L’iconographe d’édition travaille de plus en plus en indépendant (= free-lance). Il peut créer une BNC (une micro-entreprise) via l’URSAFF qui lui a donné un n° de SIRET. Ainsi l’iconographe peut faire des factures avec la T.V.A non applicable.

Il existe aussi la solution du portage salarial. L’iconographe travaille de chez lui mais est salarié par une entreprise, telle que Links ou Jam.

Le statut de TAD permet d’être salarié par l’éditeur tout en restant travailler chez soi; en fonction de la charge de travail (demander un bon de commande avant de commencer la mission) il est proposé en CDD ou CDI (extrêmement rare). Les avantages sont évidents (pas besoin de s’inscrire à l’URSSAF) mais c’est un statut que les employeurs proposent rarement d’eux-mêmes.

Plusieurs possibilités pour la facturation : Eêtre installé à son compte, c’est-à-dire en profession libérale, et s’affilier à l’URSSAF – les charges sociales sont de 40 à 50 % du montant facturé. Le code APE peut être 724z = activité de banque de données. C’est le statut le plus pratiqué dans l’édition car il reste avantageux pour l’employeur.

Un nouveau statut a été mis en place par le gouvernement depuis le 1er janvier 2009. Il s’agit du statut d’auto-entrepreneur, qui permet d’être à son compte sans créer d’entreprise, dans la limite d’un chiffre d’affaires de 32 000 euros annuels, pour des prestations de services. Les charges sociales sont d’environ 20%. L’inscription peut se faire assez facilement sur internet.

Dans le cas où vous n’avez pas le statut d’indépendant, il est possible de passer par le portage salarial pour proposer de facturer votre travail: l’entreprise de portage facture votre prestataire et vous verse un salaire.

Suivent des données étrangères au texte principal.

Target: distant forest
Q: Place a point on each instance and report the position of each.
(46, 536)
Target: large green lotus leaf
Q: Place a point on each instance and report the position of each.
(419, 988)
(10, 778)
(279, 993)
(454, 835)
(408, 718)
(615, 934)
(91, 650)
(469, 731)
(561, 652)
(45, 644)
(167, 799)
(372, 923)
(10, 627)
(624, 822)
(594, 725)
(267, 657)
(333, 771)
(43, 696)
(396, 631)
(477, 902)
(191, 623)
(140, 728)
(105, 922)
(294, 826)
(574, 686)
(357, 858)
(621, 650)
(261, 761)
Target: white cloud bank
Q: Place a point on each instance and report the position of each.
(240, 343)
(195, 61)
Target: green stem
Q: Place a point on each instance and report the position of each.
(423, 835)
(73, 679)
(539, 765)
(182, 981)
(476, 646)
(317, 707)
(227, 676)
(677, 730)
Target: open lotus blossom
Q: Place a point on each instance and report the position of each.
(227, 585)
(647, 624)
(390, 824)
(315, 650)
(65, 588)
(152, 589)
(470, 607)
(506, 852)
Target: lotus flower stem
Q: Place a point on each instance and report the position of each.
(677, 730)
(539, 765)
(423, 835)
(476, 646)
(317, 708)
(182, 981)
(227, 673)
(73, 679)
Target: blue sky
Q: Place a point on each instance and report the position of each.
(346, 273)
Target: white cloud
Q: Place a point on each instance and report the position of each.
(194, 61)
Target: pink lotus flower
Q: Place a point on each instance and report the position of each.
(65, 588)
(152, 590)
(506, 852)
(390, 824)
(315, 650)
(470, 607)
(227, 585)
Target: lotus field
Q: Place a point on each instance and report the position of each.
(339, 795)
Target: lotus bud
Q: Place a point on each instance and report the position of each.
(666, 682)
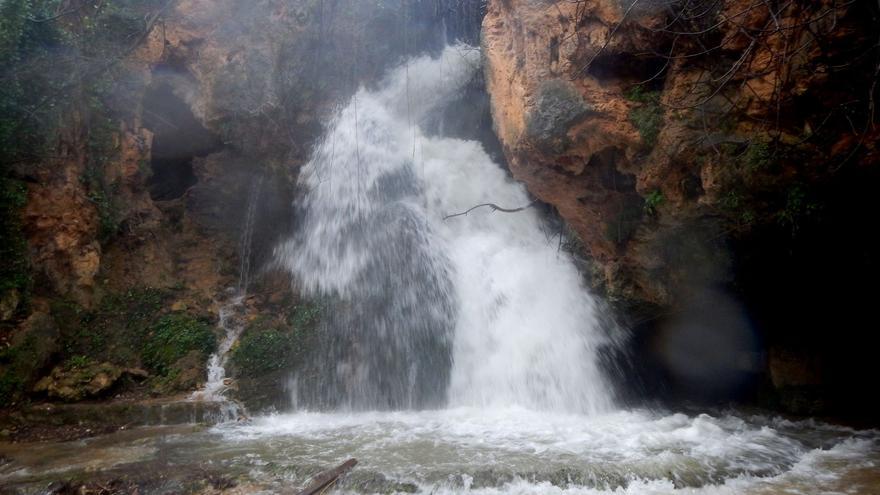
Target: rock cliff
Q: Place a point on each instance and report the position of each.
(701, 146)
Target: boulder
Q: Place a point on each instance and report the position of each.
(75, 383)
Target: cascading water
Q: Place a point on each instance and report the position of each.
(478, 313)
(230, 315)
(474, 310)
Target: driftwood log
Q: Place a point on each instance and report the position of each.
(323, 481)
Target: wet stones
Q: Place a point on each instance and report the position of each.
(557, 108)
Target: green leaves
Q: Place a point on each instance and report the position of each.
(173, 337)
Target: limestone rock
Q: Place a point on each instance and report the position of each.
(75, 383)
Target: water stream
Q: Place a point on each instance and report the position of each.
(461, 354)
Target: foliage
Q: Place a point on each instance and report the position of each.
(654, 199)
(639, 94)
(115, 330)
(757, 156)
(14, 270)
(647, 117)
(259, 353)
(15, 365)
(59, 67)
(798, 207)
(173, 337)
(304, 315)
(266, 347)
(624, 224)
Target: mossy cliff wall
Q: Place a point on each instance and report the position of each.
(706, 154)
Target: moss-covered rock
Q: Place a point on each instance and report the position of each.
(557, 108)
(174, 337)
(31, 351)
(79, 379)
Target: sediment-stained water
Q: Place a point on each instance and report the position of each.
(460, 450)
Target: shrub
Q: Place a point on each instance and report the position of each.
(263, 352)
(173, 337)
(654, 199)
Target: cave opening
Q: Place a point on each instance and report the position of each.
(178, 139)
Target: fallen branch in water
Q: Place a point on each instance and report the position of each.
(494, 207)
(324, 480)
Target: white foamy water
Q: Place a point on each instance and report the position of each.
(484, 451)
(477, 310)
(515, 450)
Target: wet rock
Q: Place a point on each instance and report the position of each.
(75, 383)
(557, 108)
(8, 304)
(32, 349)
(373, 482)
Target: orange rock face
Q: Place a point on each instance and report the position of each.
(650, 141)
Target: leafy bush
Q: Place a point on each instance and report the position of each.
(266, 347)
(654, 199)
(647, 117)
(173, 337)
(14, 270)
(262, 352)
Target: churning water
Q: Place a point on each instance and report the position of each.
(460, 355)
(476, 310)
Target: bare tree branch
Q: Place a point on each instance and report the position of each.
(494, 207)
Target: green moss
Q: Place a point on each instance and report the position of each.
(263, 352)
(173, 337)
(799, 206)
(639, 94)
(267, 346)
(625, 223)
(304, 315)
(757, 156)
(115, 330)
(15, 268)
(16, 368)
(647, 117)
(654, 199)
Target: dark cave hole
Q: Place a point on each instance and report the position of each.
(178, 138)
(645, 71)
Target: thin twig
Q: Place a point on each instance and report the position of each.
(494, 207)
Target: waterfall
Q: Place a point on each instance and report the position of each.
(477, 310)
(231, 315)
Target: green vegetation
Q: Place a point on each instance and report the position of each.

Mais attention, par rapport au montant brut que vous demandez, il y aura 50 % de charges à déduire + 10 % environ pour l’entreprise de portage.

  • ALERTE sur le statut AGESSA (paiement en droits d’auteur)

Cette forme de rémunération est réservée aux auteurs, écrivains ou photographes, et en aucun cas à celui d’iconographe. Malgré tout des maisons tentent de payer des prestations d’iconographie de cette manière; c’est possible, mais toutes les cotisations liées à votre paiement iront « dans le vide ». Il n’y a aucune possibilité d’obtenir un numéro d’agrément, sauf si vous êtes un auteur, qui par ailleurs fait de l’iconographie. L’AGESSA demande que soit dénoncé auprès d’eux ce genre d’abus…

En entreprise et en agence de communication

Le salariat est le plus courant, sous forme de CDD ou CDI, mais il est possible de faire de la facturation pour des missions ponctuelles.